Cazzyandthebabe · 10/09/2021 16:18

Thanks so much @Shivers1984 I really appreciate the update! Sounds like you have a wonderful and very bright little boy and it really does give me hope! Thanks for being honest about your experience, it really is very helpful. Hope things continue to get better and better for you and your boy Smile

Lifewithtwinss · 10/09/2021 16:32

@Cazzyandthebabe I am still on Mumsnet and saw this thread pop up in parenting! Then I realised it was me. Smile I have name changed since then! We said we would never have another… then had two! As you can see I now have twins!!

And the answer is YES. She is now a delightful, lovely 3 year old. Starting sleeping through at 11 months. It took about 18 months for things to settle down. By age two things were so easy in comparison. She sleeps well, and isn’t anymore active than the average toddler. When it’s your first it is all so new, and to be honest when compared with other babies she was very very active and cried A LOT. She couldn’t deal with being tired and would just meltdown. In hindsight I wish we’d just stayed home and worked around her, as we tried to be out and about doing thing when it was less stressful to just stay home.

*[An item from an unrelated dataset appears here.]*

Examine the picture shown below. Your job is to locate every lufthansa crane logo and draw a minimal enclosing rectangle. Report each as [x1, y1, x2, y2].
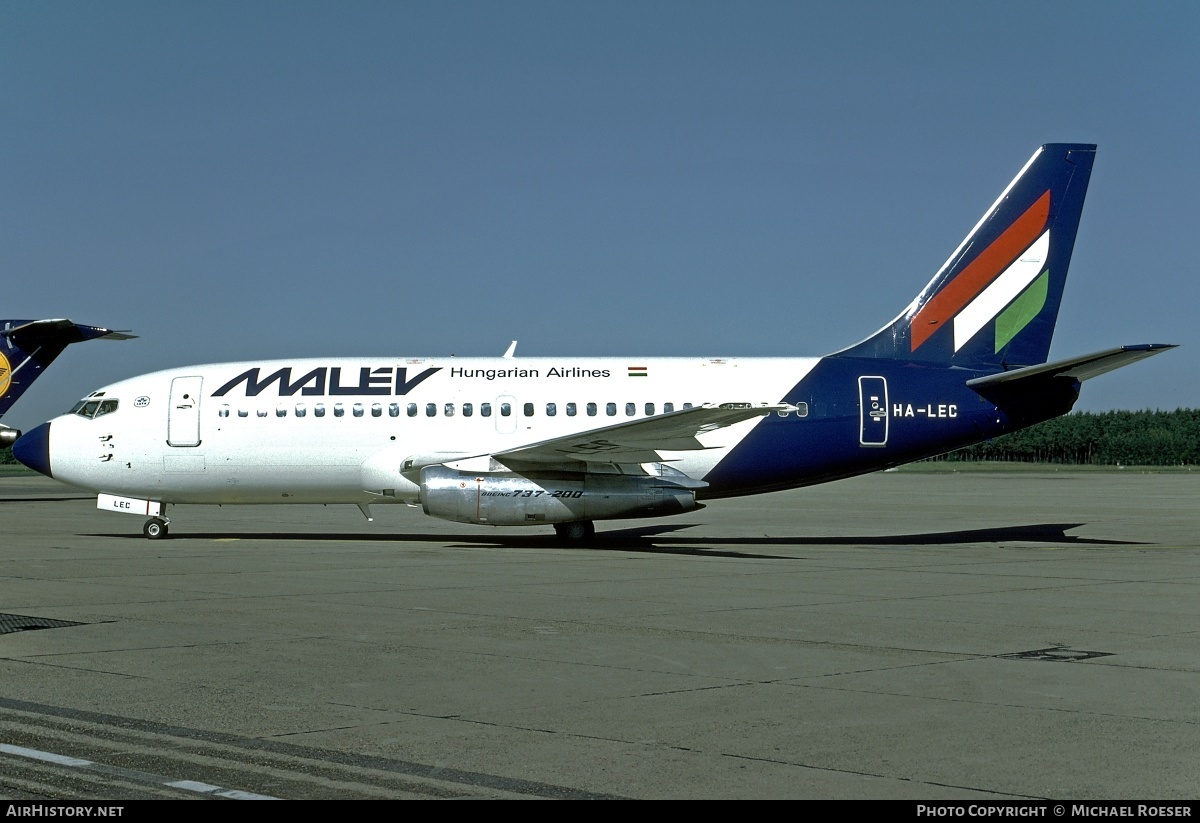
[0, 352, 10, 400]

It’s been VERY healing to know that it wasn’t me that was doing anything wrong. My twins are so easy in comparison! And you know what? I wouldn’t change anything we went through with her, and it’s made me a strong, more patient and generally just better parent. All 3 of them are easier than she was (so far) and I think we would have struggling if she didn’t test us before!

Cazzyandthebabe · 10/09/2021 18:00

Thanks so much @Lifewithtwinss !! TWINS! Wow, congratulations 🧡 The fact that you say they are easier says a lot and makes me feel much better 😂
That's really reassuring to hear your update from the other side. I hate wishing time away but I really am hopeful he will be better as a toddler and he is just frustrated by being a baby!
His temperament has improved but he just doesn't stop... it's relentless. But hopefully these will become positive curious/adventurous traits in the future 🤞🏻
Thanks so much for letting me know how you got on, it's so appreciated!